La peinture contre la photographie : un combat inégal

 

Combien il est facile d’acheter un appareil Kodak, même en temps de guerre, lors d’une escapade en permission, puis de retourner ensuite au front en étant convaincu d’extirper du petit appareil un cliché formidable que l’Illustration ou le Miroir se disputeront ! C’est le principal avantage de la photographie sur la peinture. En effet, des centaines de milliers, devrait-on dire des millions de photos furent prises au cours de la Grande Guerre. Que peuvent les peintres devant la quantité de clichés et leur réalisme, alors qu’eux-mêmes peignent une réalité à leur façon, avec des moyens limités ? La Grande Guerre a vu l’apogée de la photographie et même du cinéma contre la peinture.
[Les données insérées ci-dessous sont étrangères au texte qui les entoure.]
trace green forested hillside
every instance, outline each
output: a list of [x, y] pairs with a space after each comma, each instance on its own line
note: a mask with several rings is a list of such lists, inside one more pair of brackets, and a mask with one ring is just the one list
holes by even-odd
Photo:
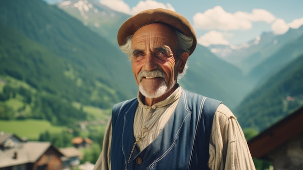
[[275, 53], [255, 67], [249, 73], [249, 77], [257, 82], [264, 81], [303, 54], [302, 45], [303, 36], [301, 35], [280, 48]]
[[187, 89], [223, 102], [233, 109], [252, 89], [241, 70], [198, 45], [188, 58], [189, 66], [180, 83]]
[[[0, 2], [0, 22], [22, 32], [28, 38], [71, 63], [76, 77], [93, 77], [114, 87], [122, 98], [136, 93], [125, 55], [105, 38], [55, 6], [40, 0]], [[78, 68], [82, 70], [76, 70]], [[122, 83], [131, 88], [123, 91]]]
[[136, 94], [125, 55], [58, 7], [0, 1], [0, 119], [70, 125], [87, 118], [84, 107]]
[[260, 84], [235, 114], [243, 128], [264, 130], [303, 105], [303, 56]]

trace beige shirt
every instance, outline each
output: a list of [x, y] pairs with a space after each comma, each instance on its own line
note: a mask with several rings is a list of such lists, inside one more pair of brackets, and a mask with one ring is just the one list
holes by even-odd
[[[142, 150], [157, 137], [174, 111], [182, 92], [178, 88], [166, 100], [151, 107], [139, 100], [134, 124], [135, 138], [141, 138], [137, 144]], [[111, 117], [108, 119], [103, 150], [94, 170], [110, 170]], [[255, 170], [247, 143], [241, 127], [231, 111], [220, 104], [215, 113], [210, 140], [211, 170]]]

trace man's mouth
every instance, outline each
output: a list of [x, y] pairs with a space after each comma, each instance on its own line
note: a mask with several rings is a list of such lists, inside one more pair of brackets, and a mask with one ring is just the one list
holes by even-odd
[[147, 79], [151, 79], [151, 78], [161, 78], [161, 77], [144, 77], [144, 78]]

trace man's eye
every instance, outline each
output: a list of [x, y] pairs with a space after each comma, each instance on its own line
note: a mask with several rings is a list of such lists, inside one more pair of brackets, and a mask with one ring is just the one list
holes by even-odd
[[164, 55], [167, 55], [167, 54], [166, 51], [159, 51], [157, 54], [158, 55], [161, 55], [162, 56], [163, 56]]
[[144, 55], [143, 54], [138, 54], [137, 55], [136, 55], [136, 57], [143, 57]]

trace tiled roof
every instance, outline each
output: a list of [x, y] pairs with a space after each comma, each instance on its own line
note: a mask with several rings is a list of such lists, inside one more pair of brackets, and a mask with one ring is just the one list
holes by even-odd
[[70, 158], [75, 156], [80, 157], [81, 154], [76, 148], [74, 147], [70, 147], [67, 148], [60, 148], [59, 149], [65, 157]]
[[76, 137], [72, 140], [72, 142], [74, 144], [81, 144], [83, 142], [83, 140], [85, 141], [87, 143], [91, 144], [92, 143], [92, 140], [90, 139], [85, 138], [83, 138], [81, 137]]
[[[0, 168], [34, 163], [51, 147], [50, 142], [28, 142], [0, 150]], [[14, 155], [16, 158], [14, 158]]]
[[3, 144], [5, 140], [10, 138], [13, 134], [11, 133], [4, 133], [3, 132], [0, 132], [0, 145]]

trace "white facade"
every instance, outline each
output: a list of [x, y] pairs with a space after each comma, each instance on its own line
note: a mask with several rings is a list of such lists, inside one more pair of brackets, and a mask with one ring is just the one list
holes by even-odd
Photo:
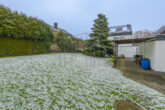
[[132, 35], [120, 35], [120, 36], [110, 36], [109, 40], [124, 40], [124, 39], [132, 39]]
[[139, 54], [150, 60], [152, 70], [165, 72], [165, 40], [140, 43]]
[[[110, 36], [109, 40], [125, 40], [132, 39], [132, 35], [120, 35], [120, 36]], [[126, 58], [133, 58], [137, 53], [137, 46], [133, 44], [119, 44], [118, 45], [118, 57], [125, 56]]]

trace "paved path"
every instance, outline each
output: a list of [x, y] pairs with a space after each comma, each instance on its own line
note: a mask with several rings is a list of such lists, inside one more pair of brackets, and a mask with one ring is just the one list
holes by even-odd
[[119, 59], [116, 68], [122, 70], [124, 76], [165, 94], [165, 73], [142, 70], [133, 59]]

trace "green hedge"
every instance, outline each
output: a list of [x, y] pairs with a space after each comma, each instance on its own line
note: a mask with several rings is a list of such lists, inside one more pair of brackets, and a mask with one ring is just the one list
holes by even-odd
[[0, 56], [47, 53], [49, 44], [42, 41], [0, 38]]
[[0, 5], [0, 38], [53, 41], [50, 26], [42, 20]]

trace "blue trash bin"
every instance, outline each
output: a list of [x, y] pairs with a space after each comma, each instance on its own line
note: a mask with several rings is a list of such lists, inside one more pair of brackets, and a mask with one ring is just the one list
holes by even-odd
[[141, 67], [144, 70], [150, 70], [150, 61], [148, 59], [141, 60]]

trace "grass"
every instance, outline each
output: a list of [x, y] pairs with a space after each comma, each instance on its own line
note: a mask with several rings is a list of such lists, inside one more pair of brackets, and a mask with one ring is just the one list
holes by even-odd
[[50, 54], [0, 59], [0, 109], [165, 109], [165, 95], [125, 78], [109, 58]]

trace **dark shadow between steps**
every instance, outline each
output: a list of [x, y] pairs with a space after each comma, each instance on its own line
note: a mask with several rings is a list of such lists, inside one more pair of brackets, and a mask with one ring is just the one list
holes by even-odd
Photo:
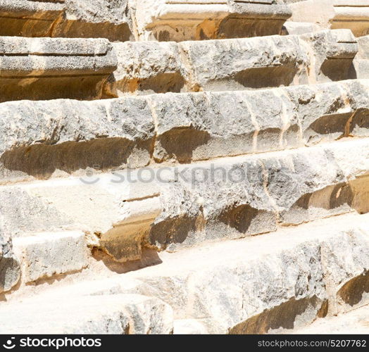
[[111, 271], [117, 274], [124, 274], [130, 271], [136, 271], [143, 268], [157, 265], [163, 263], [158, 252], [154, 249], [143, 248], [142, 258], [139, 260], [132, 260], [126, 263], [118, 263], [103, 251], [94, 249], [92, 257], [95, 260], [101, 261]]
[[298, 69], [288, 65], [253, 68], [239, 72], [234, 80], [247, 88], [289, 86]]
[[337, 292], [337, 296], [351, 307], [359, 303], [364, 294], [369, 293], [369, 271], [351, 279]]
[[272, 309], [250, 318], [230, 329], [230, 334], [267, 334], [270, 329], [280, 328], [292, 329], [296, 318], [313, 308], [316, 314], [307, 317], [311, 322], [316, 317], [323, 318], [327, 314], [327, 305], [315, 296], [310, 298], [296, 300], [294, 297]]
[[174, 129], [160, 135], [156, 139], [156, 150], [159, 146], [158, 153], [155, 153], [157, 161], [164, 161], [160, 158], [160, 149], [165, 151], [165, 158], [174, 158], [180, 163], [190, 163], [194, 151], [199, 146], [206, 144], [211, 139], [206, 131], [193, 128]]

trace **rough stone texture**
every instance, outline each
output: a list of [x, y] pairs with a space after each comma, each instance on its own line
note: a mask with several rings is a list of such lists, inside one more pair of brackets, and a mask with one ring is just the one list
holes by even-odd
[[26, 300], [16, 308], [3, 303], [0, 332], [156, 334], [173, 331], [172, 309], [156, 298], [130, 294], [63, 297], [58, 304], [47, 298]]
[[366, 324], [367, 2], [0, 0], [0, 332]]
[[154, 127], [144, 100], [9, 102], [0, 110], [6, 179], [128, 163], [138, 168], [149, 161]]
[[117, 61], [106, 39], [0, 37], [0, 102], [102, 97]]
[[[336, 294], [369, 265], [368, 217], [361, 216], [355, 224], [350, 223], [353, 218], [334, 224], [325, 220], [163, 254], [162, 265], [126, 276], [143, 282], [135, 291], [160, 296], [173, 307], [176, 320], [196, 320], [203, 331], [260, 334], [296, 329], [347, 309], [337, 308]], [[351, 294], [357, 294], [354, 289]], [[368, 297], [360, 303], [367, 303]]]
[[176, 43], [127, 42], [113, 46], [118, 64], [106, 88], [111, 95], [186, 90], [188, 73]]
[[65, 222], [71, 219], [69, 227], [96, 234], [99, 246], [126, 261], [139, 259], [142, 246], [173, 251], [275, 231], [277, 218], [289, 225], [365, 213], [368, 148], [364, 139], [218, 159], [167, 168], [149, 184], [142, 180], [152, 172], [141, 169], [8, 189], [20, 188]]
[[1, 0], [1, 35], [132, 38], [127, 0]]
[[106, 85], [111, 96], [244, 90], [366, 77], [353, 66], [358, 46], [348, 30], [113, 45], [118, 67]]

Pour un public qui n’a jamais connu de guerre aussi épouvantable et qui voit sa mentalité bouleversée, il est beaucoup plus intéressant de voir sur un cliché la « vraie guerre », celle où l’on peut apercevoir un cadavre déchiqueté, accroché dans les barbelés et dévoré par les rats que de contempler Les Chevaux dans le cantonnement (1915) de Fernand Léger et de son cubisme ! Le photographe est davantage couru que le peintre. Est-ce la fin de la peinture ? Bien sûr que non, mais la question était débattue dès 1916 parce que la peinture ne s’est jamais remise du coup porté par la Première Guerre mondiale. Le dadaïsme en est un signe. Car le mouvement dada remet en question la façon de faire de l’art. L’explosion de la révolte se traduit alors sous des formes provocantes et ironiques. Mais les peintres ont bel et bien perdu l’influence artistique qu’ils possédaient avant la guerre.

 

Conclusion

 

Longtemps on a cru que la Grande Guerre marquerait la fin des beaux-arts. La preuve étant, comme Philippe Dagen le mentionne, que le Salon de 1918, le premier depuis 1914, n’exposa qu’une dizaine de toiles consacrées plus ou moins directement au conflit. Opportunité manquée ? De 1914 à 1918, la plupart des peintres combattants n’avaient que très peu modifié leurs approches de travail. Blocage artistique ? Malgré le vacarme, le stress intense du combat et les nuits passées en première ligne, le travail artistique fonctionnait grosso modo selon les règles d’avant-guerre. On étirait l’avant-gardisme jusque dans les tranchées, afin de lui confier pour tâche de peindre la guerre. Or, le tout échoua pour presque tous les peintres, car la photographie instantanée possédait les qualités qui faisaient défaut à la peinture. De plus, le mouvement dada vint ébranler encore plus les beaux-arts et leur faire perdre leur prestige d’avant-guerre. Enfin, beaucoup de peintres succombèrent dans les tranchées. Certes, ils ne furent pas aussi nombreux à mourir que les paysans, mais plusieurs considèrent qu’ils ont perdu beaucoup plus qu’un bras et du sang : leur art.